Graham Reid | | <1 min read
Americana singer-songwriter Jimmy LaFave has one of those classic, heartbroken, world-beaten, minor key and slightly weary voices which holds considerable appeal.
Except he deploys it on just about every song, so you can experience a kind of emotional burn-out . . . all the while appreciating just how moving he can be. Slow and selective listening is therefore advised.
He's appeared at Elsewhere a couple of times previously and been recommended because on each album he has steadily broadened his musical palette, the songs sounding more fully rounded and he can call on some stellar friends from around Austin.
This time with a full band, almost a dozen excellent originals, as always a Dylan cover (a chiming country-folk-rock Queen Jane Approximately) and the well-chosen Neil Young's Journey Through the Past, he impresses again.
Essentially for all the same reasons that he always has.

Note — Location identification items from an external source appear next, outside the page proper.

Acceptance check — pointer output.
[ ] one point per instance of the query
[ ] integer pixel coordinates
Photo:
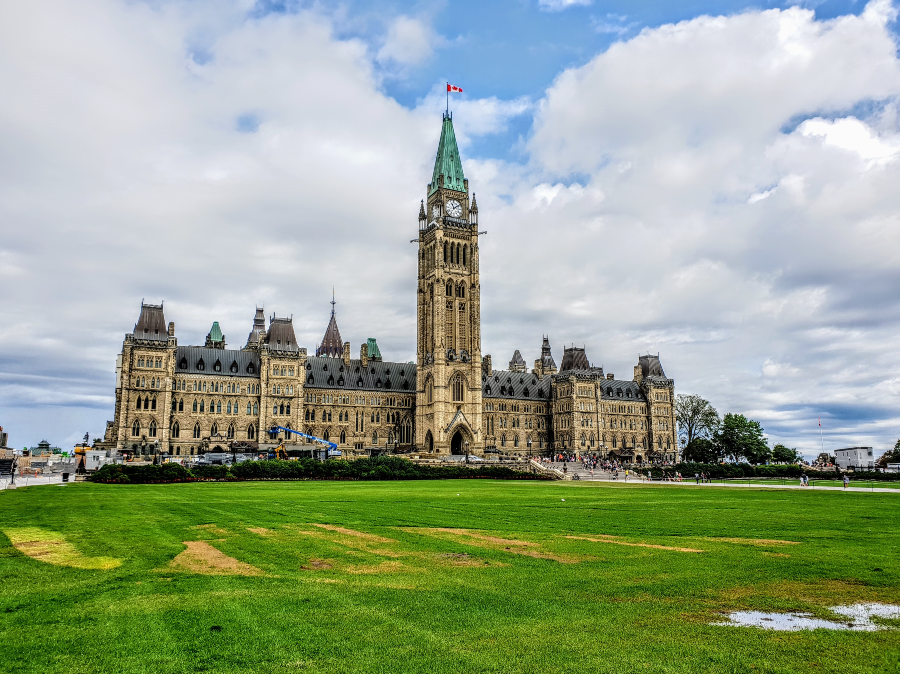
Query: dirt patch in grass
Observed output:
(52, 547)
(316, 564)
(482, 540)
(354, 533)
(212, 528)
(202, 558)
(387, 567)
(609, 539)
(465, 560)
(753, 542)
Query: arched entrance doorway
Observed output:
(457, 446)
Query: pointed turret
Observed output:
(332, 345)
(447, 162)
(151, 324)
(259, 326)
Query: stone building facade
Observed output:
(185, 400)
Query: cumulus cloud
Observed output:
(409, 41)
(723, 210)
(560, 5)
(709, 190)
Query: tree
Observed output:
(740, 438)
(785, 455)
(702, 450)
(696, 417)
(891, 456)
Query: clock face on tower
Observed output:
(454, 209)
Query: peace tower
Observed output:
(448, 391)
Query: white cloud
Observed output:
(560, 5)
(671, 202)
(784, 245)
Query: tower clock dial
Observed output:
(454, 209)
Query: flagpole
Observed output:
(821, 435)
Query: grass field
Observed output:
(438, 576)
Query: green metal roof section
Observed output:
(215, 333)
(372, 346)
(447, 161)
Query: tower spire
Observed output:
(447, 162)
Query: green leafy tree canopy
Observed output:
(702, 451)
(740, 438)
(891, 456)
(785, 455)
(696, 418)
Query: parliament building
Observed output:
(186, 400)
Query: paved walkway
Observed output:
(28, 481)
(603, 476)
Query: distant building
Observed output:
(858, 457)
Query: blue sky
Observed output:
(722, 192)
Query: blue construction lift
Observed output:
(332, 447)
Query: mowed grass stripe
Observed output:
(452, 602)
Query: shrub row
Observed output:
(377, 468)
(688, 469)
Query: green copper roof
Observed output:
(447, 161)
(374, 352)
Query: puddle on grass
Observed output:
(859, 618)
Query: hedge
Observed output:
(742, 470)
(376, 468)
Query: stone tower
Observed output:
(448, 396)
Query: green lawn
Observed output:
(420, 577)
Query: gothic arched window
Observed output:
(457, 387)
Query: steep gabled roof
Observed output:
(332, 345)
(447, 161)
(259, 326)
(281, 335)
(574, 358)
(151, 324)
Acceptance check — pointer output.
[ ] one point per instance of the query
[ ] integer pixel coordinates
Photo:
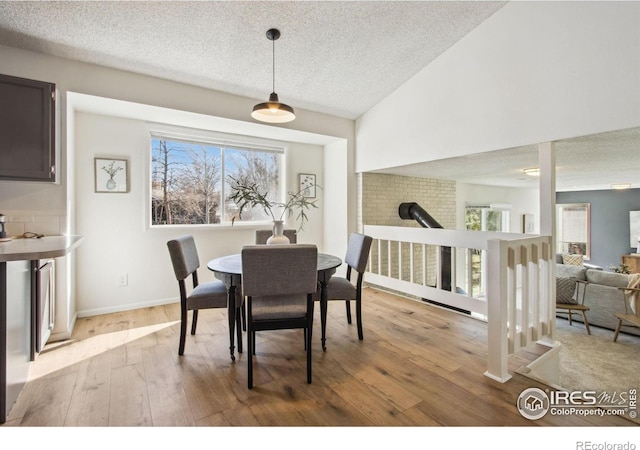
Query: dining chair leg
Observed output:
(194, 321)
(615, 336)
(231, 313)
(244, 318)
(324, 300)
(359, 318)
(348, 307)
(308, 333)
(251, 350)
(183, 327)
(238, 329)
(586, 322)
(250, 344)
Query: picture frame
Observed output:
(528, 224)
(111, 175)
(308, 185)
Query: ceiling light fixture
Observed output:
(273, 111)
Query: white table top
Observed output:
(23, 249)
(232, 264)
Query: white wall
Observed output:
(209, 107)
(533, 72)
(117, 238)
(522, 201)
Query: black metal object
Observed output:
(413, 211)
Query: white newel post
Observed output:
(497, 307)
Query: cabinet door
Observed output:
(27, 124)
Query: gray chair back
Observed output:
(263, 235)
(358, 249)
(184, 256)
(272, 270)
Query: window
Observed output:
(190, 179)
(483, 217)
(572, 229)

Lachrymose fiddle, heartaching organ, a small string section (viola and cello alongside violin), gently twanging country guitar . . .
And that distinctive voice everywhere singing of the many and various states of a wounded heart.
This, as do most of his albums, peters out just a little in places . . . but we can only repeat what we said once previously: If you haven't heard him, you deserve to.
Needless to say, when he sings a song entitled Smile, it isn't . . . well, let's just say he doesn't do chipper.